Futility of marriage as escape from misery

Children at Diksha’s activity centre at Kalighat

Kalighat: She got married at 15 to a boy of her choice in an attempt to escape abuse at home. Her mother, a sex worker, had planned to marry her off anyway, convinced that life would be “safer” for her with a husband.

Fourteen years later, the 29-year-old is a mother of two daughters. She does not want to get them married in a hurry. She wants them to study, understand their rights and help others opt out of early marriage.

“Marriage can never be an escape from abuse,” said the young woman, part of a group trying to empower children of sex workers in Kalighat.

Their efforts since 2004 have helped make boys and girls in the area confident, empowered and aware of the laws meant to protect them. The group operates out of two rented rooms in the red-light area, engaging with local kids and bringing about a change from within.

The kids go on to become crusaders themselves, intervening in cases of abuse and liaising with police to bring justice to young victims of abusive marriages and rape.

In a state where more than 60 per cent of children are married off before 18, the young brigade of 45 has brought down the marriage rate in their neighbourhood to less than 15 per cent in 10 years.

In a bylane in Kalighat’s Ward 83 are two one-room activity centres run by the NGO CRY in association with local partner Diksha. This is where a team of resilient and rights-conscious boys and girls between seven and 18 years of age are groomed.

From Monday to Friday, kids below 12 years meet between 7 and 8pm and those above 12 from 8 to 9pm for counselling and interactive sessions.

“The rooms are always open. Since many kids find it difficult to stay at home post-evening, they can also spend the night here. These rooms act as their safe zone,” said another daughter of a sex worker.

Early marriage, discrimination in school and repeated violence at home had ended her education. The newer generation is better off.

“Ten years ago, most women in red-light areas would try to marry off their daughters early to save them from prostitution. Many daughters of sex workers would grow up in shelter homes and childcare institutions. By 16, they would be married off.
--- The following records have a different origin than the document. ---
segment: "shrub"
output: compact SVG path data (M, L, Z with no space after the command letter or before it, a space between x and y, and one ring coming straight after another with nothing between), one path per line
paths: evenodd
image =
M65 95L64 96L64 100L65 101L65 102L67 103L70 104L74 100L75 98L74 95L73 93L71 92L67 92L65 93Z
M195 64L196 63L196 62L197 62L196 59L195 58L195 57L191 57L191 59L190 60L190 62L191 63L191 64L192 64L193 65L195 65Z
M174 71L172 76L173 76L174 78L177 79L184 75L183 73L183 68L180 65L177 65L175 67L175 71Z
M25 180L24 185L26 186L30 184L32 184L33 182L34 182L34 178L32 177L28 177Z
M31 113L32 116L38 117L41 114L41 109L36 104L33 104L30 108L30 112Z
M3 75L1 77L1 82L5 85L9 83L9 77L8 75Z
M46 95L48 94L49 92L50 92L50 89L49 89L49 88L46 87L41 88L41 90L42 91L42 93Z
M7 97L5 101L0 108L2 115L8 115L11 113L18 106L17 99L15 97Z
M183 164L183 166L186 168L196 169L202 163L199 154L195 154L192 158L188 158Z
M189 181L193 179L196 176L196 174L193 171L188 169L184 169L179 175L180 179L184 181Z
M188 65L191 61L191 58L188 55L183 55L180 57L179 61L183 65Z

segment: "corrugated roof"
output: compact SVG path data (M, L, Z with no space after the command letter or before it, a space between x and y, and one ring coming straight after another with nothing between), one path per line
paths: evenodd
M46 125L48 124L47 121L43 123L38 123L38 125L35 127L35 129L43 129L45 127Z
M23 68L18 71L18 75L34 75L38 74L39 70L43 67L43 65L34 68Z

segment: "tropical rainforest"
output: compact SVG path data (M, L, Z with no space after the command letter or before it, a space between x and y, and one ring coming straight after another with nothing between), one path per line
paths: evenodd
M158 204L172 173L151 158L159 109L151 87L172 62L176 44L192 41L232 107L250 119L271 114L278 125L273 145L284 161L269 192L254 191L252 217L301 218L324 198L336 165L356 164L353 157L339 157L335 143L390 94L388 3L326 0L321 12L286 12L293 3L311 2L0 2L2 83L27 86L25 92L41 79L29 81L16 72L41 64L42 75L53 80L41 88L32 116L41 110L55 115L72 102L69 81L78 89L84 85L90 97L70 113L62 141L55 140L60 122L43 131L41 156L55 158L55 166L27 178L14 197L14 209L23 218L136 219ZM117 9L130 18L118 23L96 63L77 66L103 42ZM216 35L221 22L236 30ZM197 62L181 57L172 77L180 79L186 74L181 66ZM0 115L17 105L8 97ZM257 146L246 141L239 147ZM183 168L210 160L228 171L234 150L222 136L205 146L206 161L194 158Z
A large number would run away and get married themselves, just to avoid living in a shelter. But in most cases, these marriages would lead to more violence,” said Protik Banerjee, senior manager (development support) at CRY.

According to a national survey on childescents (children between 15 and 18 years) that CRY published last month, 1.1 million kids living in red-light districts are married off every year. Around 60.6 per cent get married between 14 and 19 years of age and one in five reports domestic violence.

According to Trina Chakrabarti, the regional director (east) of CRY, children across the city need “more safe spaces”.